Dog, God, or something

Dogs bark way too much in modern novels, according to an article in Slate. And birds always chirp, but cats never meow (at least, in my own unscientific survey). But what does it all mean? Are we too uncreative in our grounding of scenes, do we overrepresent the canine metaphorically? Do we care? How come no one ever writes about canaries anymore?

I, myself, wish I could keep the swimming pool out of my work.

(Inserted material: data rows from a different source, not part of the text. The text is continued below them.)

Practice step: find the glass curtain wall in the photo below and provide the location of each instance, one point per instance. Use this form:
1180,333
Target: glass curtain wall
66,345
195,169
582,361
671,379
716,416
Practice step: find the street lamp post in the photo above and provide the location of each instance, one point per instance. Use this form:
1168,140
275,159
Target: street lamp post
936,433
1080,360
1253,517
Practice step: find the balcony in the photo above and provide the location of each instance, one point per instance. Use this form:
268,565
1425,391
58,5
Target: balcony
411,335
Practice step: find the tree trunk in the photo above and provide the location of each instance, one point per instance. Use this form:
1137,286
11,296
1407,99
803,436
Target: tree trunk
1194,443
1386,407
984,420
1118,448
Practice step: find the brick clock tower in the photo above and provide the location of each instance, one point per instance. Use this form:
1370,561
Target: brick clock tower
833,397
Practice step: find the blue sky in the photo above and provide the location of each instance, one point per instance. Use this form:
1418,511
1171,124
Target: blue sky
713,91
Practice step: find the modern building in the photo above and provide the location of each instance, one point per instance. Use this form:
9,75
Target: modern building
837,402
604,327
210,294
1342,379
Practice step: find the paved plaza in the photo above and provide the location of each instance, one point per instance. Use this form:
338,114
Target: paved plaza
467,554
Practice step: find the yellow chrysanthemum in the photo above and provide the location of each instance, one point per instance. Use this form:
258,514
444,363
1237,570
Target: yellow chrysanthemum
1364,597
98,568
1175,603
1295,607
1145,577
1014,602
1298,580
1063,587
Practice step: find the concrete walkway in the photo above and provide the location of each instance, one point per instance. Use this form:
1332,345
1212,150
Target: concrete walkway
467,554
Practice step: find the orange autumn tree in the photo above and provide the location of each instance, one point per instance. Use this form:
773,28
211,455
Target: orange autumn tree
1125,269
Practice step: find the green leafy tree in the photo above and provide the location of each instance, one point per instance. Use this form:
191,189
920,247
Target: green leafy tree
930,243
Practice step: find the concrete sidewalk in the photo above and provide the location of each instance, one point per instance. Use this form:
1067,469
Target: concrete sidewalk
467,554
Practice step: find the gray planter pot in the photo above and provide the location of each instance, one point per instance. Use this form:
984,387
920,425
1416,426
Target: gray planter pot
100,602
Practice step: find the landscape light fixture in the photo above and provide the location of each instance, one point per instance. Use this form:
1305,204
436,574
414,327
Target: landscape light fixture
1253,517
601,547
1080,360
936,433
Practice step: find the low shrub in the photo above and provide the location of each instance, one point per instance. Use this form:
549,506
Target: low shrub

I'm working on this novella of flash/wiki entries about a girl, Alex. I don't know what I'm going to do with it, if anything (and I really should be working on my actual novel), but it's been fun to play with. I try to write a flash piece every day for it, although some get sucked into longer things and others get scrapped. Here's today's piece, "Mix Tape":

Mix Tape

Your brother would be Evan Dando if he were a rock star, Alyssa said once after he’d visited Alex at SMC for the weekend.

What about me?

You’d just be Alex.

Alex wants to be someone cool and ethereal, detached, like Lush or My Bloody Valentine or the Cocteau Twins, but, embarrassingly, her heart is the Indigo Girls. If she could be Ricki Lee Jones or Joni Mitchell, not care what other people thought, she would settle for such. But her clothes are too store-bought. She can’t stand the smell of the co-op. She still cries no matter how many times she’s seen ET, when the flower is dead, even though she knows ET will live. She still believes everything she is told.

How did you turn out so well-adjusted? Her mother asks her years later, after her father moves in with Steve, Nathan disappears in LA.

Indigo Girls, she says. Her mother pretends not to hear her, or maybe she really doesn’t. Her eyes are looking out the window, far beyond the trees.